In Frankreich ist durch die vom Präsidenten erzwungene Neuwahl der Nationalversammlung eine strukturelle Mehrheit verloren gegangen. In Deutschland kann der Bundespräsident dagegen nach der Abstimmung des Bundestags über die Vertrauensfrage, die der Bundeskanzler am Montag stellen will, den Weg für eine vorgezogene Wahl frei machen. Das eröffnet den Bürgern eine Chance, die politische Lähmung zu überwinden.

Tatsächlich warten auch die Institutionen der Europäischen Union und die meisten Mitgliedsländer sehnlichst auf einen Wechsel in Berlin. Die gescheiterte Ampelkoalition hat für die Europäische Union keinen Aufbruch gebracht. Statt eine „aktive Europapolitik“ mit einem „konstruktiven Gestaltungsanspruch“ zu betreiben, statt sich „frühzeitig zu Vorhaben der Europäischen Kommission zu positionieren“ – alles Ziele aus dem Koalitionsvertrag –, stifteten die drei Parteien immer wieder heillose Verwirrung in Brüssel.

Bei wichtigen Gesetzesvorhaben über eine neue Abgasnorm, zur Überwachung von Lieferketten und zur Regulierung Künstlicher Intelligenz war lange Zeit nicht klar, wo Deutschland stand. Nicht selten führte das dann zu Enthaltungen, dem berüchtigten „German Vote“. Dem Verbot von Verbrennermotoren stimmte die Regierung erst zu, wollte dann aber nachverhandeln. Bei der Reform der Asylpolitik musste Scholz ein Machtwort sprechen.

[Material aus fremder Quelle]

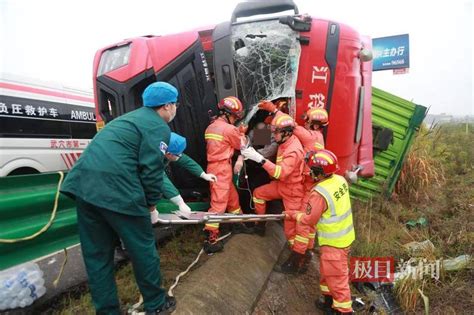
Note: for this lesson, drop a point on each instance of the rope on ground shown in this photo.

Mit Verlässlichkeit hatte das nichts zu tun. Auch in außen- und handelspolitischen Fragen nahmen die europäischen Partner allzu oft eine Kakophonie wahr. Während der Wirtschaftsminister und die Außenministerin, beide von den Grünen, die strategische Abhängigkeit von China vermindern wollten, trat der Bundeskanzler bei jeder Gelegenheit auf die Bremse. Ähnlich war die Konstellation, wenn es um Sanktionen gegen Russland oder die Unterstützung der Ukraine ging. Wenn andere versuchten, die Berliner Position herauszufinden, konnte man nur antworten: Kommt darauf an, wen man fragt.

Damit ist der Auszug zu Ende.